One of the most impressive aspects of Fort Dunree is the landscape in which it is set. The present day form of that landscape is the result of millions of years of volcanic activity and erosion by wind and ice. The Urris hills and the other mountains of North Donegal are the remnants of an ancient mountain range that ran from Norway through Scotland and Ireland into Newfoundland and Canada, before the Atlantic Ocean existed. They are believed to have been higher than the Himalayas are today. The resulting folding and contortions can be seen in the exposed rock of the sea cliffs.


The action of the ice ages, the last ended about 13,000 years ago, helped carve out the sea loughs of Lough Swilly and Lough Foyle surrounding the peninsula of Inishowen. Ice sheets 1,000m thick slowly ground their way along, gouging out valleys and depositing hills of gravel. As the larger ice sheets retreated northward smaller glaciers sculpted the rock. A good example can be seen just over Mamore Gap to the right of the road, where there is a small pool in a corrie. This is the ‘nest’ of one of these smaller glaciers.
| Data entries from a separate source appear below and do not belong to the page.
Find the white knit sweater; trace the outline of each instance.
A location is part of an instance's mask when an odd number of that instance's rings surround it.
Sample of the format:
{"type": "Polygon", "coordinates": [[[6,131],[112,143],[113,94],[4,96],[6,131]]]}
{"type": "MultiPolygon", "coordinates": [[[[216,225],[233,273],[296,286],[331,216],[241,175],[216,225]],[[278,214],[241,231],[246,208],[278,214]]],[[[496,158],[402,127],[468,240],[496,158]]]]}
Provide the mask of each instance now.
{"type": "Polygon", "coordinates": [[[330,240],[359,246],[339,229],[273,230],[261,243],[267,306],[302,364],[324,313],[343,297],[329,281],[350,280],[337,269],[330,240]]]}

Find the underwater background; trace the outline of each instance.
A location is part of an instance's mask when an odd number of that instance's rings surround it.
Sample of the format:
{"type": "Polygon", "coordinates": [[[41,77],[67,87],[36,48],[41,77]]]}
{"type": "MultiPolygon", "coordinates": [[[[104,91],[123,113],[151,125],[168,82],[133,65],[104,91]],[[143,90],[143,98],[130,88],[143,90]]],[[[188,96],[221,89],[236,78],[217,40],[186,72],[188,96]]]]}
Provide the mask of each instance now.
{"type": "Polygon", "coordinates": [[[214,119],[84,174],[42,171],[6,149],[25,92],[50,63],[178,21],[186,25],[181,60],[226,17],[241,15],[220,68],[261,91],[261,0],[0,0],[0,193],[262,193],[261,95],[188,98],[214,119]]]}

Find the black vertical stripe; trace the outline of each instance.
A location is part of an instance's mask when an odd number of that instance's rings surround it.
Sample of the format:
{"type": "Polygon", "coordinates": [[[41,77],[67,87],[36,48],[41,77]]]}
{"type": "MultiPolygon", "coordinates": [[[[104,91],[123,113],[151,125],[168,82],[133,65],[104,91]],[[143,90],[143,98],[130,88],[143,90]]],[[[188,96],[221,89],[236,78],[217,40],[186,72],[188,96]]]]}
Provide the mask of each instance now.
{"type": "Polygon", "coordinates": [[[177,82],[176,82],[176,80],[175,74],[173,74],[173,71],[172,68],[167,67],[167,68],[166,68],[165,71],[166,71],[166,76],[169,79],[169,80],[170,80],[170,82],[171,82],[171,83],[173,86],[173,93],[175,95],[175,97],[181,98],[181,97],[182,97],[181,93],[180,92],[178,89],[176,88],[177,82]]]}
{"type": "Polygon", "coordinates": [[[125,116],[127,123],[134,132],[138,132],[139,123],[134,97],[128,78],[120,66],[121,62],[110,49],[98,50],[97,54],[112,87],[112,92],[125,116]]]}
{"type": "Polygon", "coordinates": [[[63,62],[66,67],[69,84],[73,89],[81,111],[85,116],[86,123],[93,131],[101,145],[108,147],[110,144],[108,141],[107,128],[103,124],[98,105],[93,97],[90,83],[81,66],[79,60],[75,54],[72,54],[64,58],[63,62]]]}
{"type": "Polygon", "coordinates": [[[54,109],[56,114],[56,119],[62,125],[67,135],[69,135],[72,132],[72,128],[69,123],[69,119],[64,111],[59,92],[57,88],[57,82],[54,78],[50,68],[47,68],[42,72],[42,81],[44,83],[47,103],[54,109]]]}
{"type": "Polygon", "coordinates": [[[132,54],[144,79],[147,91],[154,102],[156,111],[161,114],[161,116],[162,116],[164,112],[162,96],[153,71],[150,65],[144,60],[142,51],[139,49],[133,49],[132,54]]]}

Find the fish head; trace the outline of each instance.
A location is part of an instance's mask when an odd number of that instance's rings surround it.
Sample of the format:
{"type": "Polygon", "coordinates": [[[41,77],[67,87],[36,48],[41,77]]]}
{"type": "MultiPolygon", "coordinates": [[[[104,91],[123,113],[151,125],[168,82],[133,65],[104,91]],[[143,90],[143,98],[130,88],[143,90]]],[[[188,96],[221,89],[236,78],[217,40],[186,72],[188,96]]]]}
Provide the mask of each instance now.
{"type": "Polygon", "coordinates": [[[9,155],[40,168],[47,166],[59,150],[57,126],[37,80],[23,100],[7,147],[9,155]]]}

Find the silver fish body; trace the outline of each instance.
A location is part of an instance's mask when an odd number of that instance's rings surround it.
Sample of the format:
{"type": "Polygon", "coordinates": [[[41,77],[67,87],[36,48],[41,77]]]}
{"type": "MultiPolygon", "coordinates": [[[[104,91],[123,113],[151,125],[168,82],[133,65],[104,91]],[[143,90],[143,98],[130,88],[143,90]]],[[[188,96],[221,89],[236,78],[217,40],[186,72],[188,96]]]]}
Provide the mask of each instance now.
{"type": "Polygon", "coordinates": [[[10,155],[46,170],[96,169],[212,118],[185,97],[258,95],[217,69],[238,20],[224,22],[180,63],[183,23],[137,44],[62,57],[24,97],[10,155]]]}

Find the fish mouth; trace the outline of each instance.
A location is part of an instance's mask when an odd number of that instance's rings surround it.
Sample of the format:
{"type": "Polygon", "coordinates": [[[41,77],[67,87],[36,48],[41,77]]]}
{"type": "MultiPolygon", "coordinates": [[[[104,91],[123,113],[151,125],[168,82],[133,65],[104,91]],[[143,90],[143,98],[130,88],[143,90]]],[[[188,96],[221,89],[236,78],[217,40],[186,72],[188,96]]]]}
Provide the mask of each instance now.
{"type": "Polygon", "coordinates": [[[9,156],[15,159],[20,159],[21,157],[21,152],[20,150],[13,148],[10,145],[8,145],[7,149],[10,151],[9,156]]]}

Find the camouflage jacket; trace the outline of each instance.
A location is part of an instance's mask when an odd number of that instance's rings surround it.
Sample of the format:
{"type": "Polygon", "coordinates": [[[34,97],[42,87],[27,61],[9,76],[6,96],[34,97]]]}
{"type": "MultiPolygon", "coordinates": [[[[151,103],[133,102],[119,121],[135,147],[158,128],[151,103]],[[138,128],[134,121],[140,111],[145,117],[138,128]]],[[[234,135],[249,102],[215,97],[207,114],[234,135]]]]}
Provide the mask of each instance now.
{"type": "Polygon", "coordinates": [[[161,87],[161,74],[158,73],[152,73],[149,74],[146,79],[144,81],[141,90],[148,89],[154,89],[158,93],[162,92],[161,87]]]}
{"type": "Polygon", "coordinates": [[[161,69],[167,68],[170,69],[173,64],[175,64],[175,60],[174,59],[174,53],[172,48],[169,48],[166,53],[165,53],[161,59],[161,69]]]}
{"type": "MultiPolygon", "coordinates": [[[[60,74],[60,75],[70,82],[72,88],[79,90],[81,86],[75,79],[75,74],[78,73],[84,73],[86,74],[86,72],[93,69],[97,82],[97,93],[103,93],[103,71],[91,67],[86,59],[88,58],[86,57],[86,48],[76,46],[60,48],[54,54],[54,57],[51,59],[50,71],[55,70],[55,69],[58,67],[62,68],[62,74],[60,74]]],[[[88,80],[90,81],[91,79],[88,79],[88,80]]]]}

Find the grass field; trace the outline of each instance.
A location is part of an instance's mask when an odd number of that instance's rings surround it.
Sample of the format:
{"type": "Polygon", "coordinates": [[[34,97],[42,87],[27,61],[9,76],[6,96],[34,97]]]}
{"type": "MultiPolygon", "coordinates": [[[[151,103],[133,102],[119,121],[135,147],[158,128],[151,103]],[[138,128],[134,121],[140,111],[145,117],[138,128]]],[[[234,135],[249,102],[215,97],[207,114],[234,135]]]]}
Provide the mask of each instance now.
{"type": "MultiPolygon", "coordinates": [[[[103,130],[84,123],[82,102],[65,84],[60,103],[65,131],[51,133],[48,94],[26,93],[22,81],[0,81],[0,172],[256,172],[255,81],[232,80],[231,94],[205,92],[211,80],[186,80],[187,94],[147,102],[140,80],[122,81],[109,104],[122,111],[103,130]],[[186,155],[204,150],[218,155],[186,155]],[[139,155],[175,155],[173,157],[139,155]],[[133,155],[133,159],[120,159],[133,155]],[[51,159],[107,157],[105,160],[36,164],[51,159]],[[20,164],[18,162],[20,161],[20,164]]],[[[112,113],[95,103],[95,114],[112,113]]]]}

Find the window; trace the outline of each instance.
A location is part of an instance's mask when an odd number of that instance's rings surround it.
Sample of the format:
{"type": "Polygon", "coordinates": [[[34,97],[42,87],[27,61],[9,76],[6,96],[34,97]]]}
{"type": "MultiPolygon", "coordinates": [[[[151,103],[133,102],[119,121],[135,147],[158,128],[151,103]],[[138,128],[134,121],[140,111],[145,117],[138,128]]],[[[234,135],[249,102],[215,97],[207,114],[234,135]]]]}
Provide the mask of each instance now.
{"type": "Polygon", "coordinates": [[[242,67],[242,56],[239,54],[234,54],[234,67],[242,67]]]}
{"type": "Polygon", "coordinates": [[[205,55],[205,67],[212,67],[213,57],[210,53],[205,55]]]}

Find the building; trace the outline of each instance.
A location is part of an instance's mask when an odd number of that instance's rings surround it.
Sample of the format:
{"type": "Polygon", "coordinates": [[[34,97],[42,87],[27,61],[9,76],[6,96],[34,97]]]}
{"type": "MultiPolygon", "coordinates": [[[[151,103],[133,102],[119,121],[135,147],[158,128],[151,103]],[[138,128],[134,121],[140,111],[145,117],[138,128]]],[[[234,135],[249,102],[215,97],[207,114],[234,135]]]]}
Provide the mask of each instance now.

Trees gradually returned to the landscape until the climate became wetter about 5,000 years ago and the higher more exposed ground gave way to bogland. We call this type of bogland Atlantic Blanket Bog. The reminants of the ancient woodland can still be seen.


The island of Inishtrahull which lies about 10k NE of Malin Head is part of an even older land formation which was once joined to what is now Greenland. Geologists have estimated the rocks of Inishtrahull to be 1,750m years old making them the oldest in Ireland.